On Saturday, I saw her but was wrapped up in too many conversations to say hi. I was at the other side of the bar playing darts when she came up to me and said that she had seen me and wanted to say hi. I said hi but was really short with my answers, not really making eye contact and immediately turning to talk to Jason, the guy I was playing darts with, right after answering each of her questions. I wasn’t trying to prove a point or be rude; I just couldn’t find it in me to talk to her and act like everything was great between us. Finally, she gets it and says, “Well, it was nice talking to you, Julia.” I smile, shake her hand warmly and say, “It was good seeing you, K.” I was very nice about it, but I couldn’t fake the fact that I just didn’t want to talk to her because I didn’t respect her.

So somewhere near the end of the night, Jason wanted to play a game of darts for a blowjob. So I won, and I transferred my blowjob to Max, since you know, I don’t have a penis.

As we were all leaving the bar, I saw Max and I said, “Jason’s gonna give you that blowjob at my place.” (which was me letting him know that we were all heading to my place to afterparty). But at that moment, K walked out of the bar and heard me. So she says, ” Bye Julia.” And I say, “Bye.”
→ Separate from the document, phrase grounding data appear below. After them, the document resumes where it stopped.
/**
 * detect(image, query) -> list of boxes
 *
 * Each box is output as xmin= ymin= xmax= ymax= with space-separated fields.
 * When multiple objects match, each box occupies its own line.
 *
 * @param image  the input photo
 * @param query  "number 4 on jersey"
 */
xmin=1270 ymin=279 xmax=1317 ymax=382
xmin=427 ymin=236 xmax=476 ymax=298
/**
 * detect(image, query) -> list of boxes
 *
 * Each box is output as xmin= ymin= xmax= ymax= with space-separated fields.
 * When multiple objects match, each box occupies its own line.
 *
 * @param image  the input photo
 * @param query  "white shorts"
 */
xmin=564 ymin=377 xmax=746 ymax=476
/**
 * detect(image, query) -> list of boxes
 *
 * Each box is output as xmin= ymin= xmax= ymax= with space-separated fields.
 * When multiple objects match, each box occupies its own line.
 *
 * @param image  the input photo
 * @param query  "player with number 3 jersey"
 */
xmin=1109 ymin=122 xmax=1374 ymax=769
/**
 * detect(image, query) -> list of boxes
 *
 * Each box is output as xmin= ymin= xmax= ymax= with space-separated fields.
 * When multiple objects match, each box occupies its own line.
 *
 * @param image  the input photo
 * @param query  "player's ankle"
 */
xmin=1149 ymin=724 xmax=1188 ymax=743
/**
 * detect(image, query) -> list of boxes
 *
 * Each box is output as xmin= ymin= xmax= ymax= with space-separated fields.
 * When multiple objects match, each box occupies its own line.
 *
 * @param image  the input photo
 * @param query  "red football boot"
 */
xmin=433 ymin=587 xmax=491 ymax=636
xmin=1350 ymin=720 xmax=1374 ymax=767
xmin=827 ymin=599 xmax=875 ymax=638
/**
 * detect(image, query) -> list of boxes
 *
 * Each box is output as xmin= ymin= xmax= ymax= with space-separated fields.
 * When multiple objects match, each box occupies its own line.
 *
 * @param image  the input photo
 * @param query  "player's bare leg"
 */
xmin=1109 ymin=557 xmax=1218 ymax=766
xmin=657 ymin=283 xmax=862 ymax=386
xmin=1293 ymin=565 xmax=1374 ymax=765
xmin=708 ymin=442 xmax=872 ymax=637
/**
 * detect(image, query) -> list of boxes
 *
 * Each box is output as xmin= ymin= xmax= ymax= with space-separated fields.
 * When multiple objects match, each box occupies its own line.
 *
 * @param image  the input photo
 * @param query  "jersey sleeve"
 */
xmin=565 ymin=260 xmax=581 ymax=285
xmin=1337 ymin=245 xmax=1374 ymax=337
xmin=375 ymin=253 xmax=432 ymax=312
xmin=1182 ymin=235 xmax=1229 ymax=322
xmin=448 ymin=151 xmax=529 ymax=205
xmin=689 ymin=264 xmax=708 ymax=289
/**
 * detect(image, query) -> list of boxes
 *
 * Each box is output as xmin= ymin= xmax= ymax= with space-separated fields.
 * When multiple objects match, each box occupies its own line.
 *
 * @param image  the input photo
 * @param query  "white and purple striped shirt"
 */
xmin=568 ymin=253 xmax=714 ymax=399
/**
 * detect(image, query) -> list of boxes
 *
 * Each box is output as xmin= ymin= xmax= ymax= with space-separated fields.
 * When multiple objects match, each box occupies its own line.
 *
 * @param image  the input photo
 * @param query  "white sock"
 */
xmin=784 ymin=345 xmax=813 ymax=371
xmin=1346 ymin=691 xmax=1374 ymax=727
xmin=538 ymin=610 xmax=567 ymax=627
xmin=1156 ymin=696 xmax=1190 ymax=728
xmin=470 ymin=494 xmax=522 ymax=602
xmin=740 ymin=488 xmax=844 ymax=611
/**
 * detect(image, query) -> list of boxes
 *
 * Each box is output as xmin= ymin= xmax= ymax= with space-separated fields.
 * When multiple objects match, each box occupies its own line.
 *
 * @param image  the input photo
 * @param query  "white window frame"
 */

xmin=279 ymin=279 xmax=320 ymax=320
She takes a few steps then turns around and yells, really nastily, “Good luck giving out those blowjobs.” So I say, “I’m not the one who’s giving it out.” And she says, “Right. Good luck giving out blowjobs.” And walks off.

So all the guys outside the bar are like, “That was AWESOME! That was so fucking bitchy!” And I’m like, “What the fuck?”

But I guess I found out later from friends that she had seen me and had asked around about where I was, specifically trying to find me, so I guess she had been excited to talk to me. And then when I was unresponsive, it must have not been what she was expecting and it hurt her feelings.

But honestly, how can you pretend to be okay with someone if, when you’re looking at them, you’re so overwhelmingly aware that you don’t respect them? I’m not mean about it. But it’s uncomfortable for me to be in that situation, and to know how easy it is to read me through my eyes. Dude, if you’re someone who has fucked me over and knows it, just leave me alone. It’s better for both of us.